Tuesday, June 18, 2024

the last book I ever read (The Kingdom, the Power, and the Glory: American Evangelicals in an Age of Extremism by Tim Alberta, excerpt six)

from The Kingdom, the Power, and the Glory: American Evangelicals in an Age of Extremism by Tim Alberta:

Might Jeffress at least entertain other explanations? Was there no truth to the idea that evangelicals had taken their eye off the ball? Could he not see how the fixation on this world had created a barrier to entry for those seeking knowledge about the next? Jeffress shook his head. Most of the work he does, he insisted, has nothing to do with societal skirmishes or upcoming elections or anything else found outside the Bible. He said the caricature of him doesn’t align with reality.
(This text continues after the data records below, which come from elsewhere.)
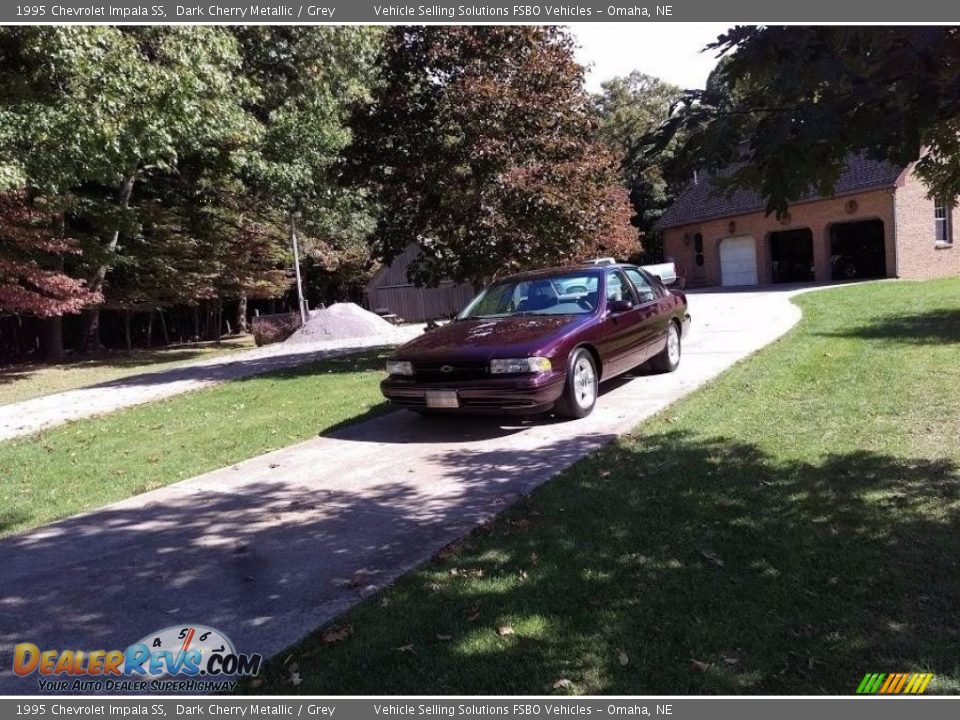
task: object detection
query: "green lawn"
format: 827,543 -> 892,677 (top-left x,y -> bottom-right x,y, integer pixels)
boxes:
0,335 -> 253,405
245,280 -> 960,694
0,353 -> 386,536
Glancing to my right, his left, I took note of the irony. The corner of Jeffress’s office was a shrine—his secretary used that specific word to describe it—to President Donald J. Trump. There was an eight-foot-tall poster memorializing the “Celebrate Freedom” concert in D.C. (the one where the choir sang “Make America Great Again”). There were boxes of Trump cuff links and a golden Trump commemorative coin. There were dozens—dozens—of framed photos of Jeffress and Trump: praying over him, talking with him, shaking hands with him, giving thumbs-up with him, walking alongside him, speaking in front of him, standing dutifully behind him. (There were also a few photos of Jeffress with Mike Pence, and one, seemingly misplaced, of him with right-wing pundit Ann Coulter.) In the sweep of my reporting on the former president and his many sycophants, I had never seen such a temple to Trumpism. Anything that carried the man’s distinctive Shapie signature was framed: news articles, White House proclamations, email correspondences, even printed-out tweets.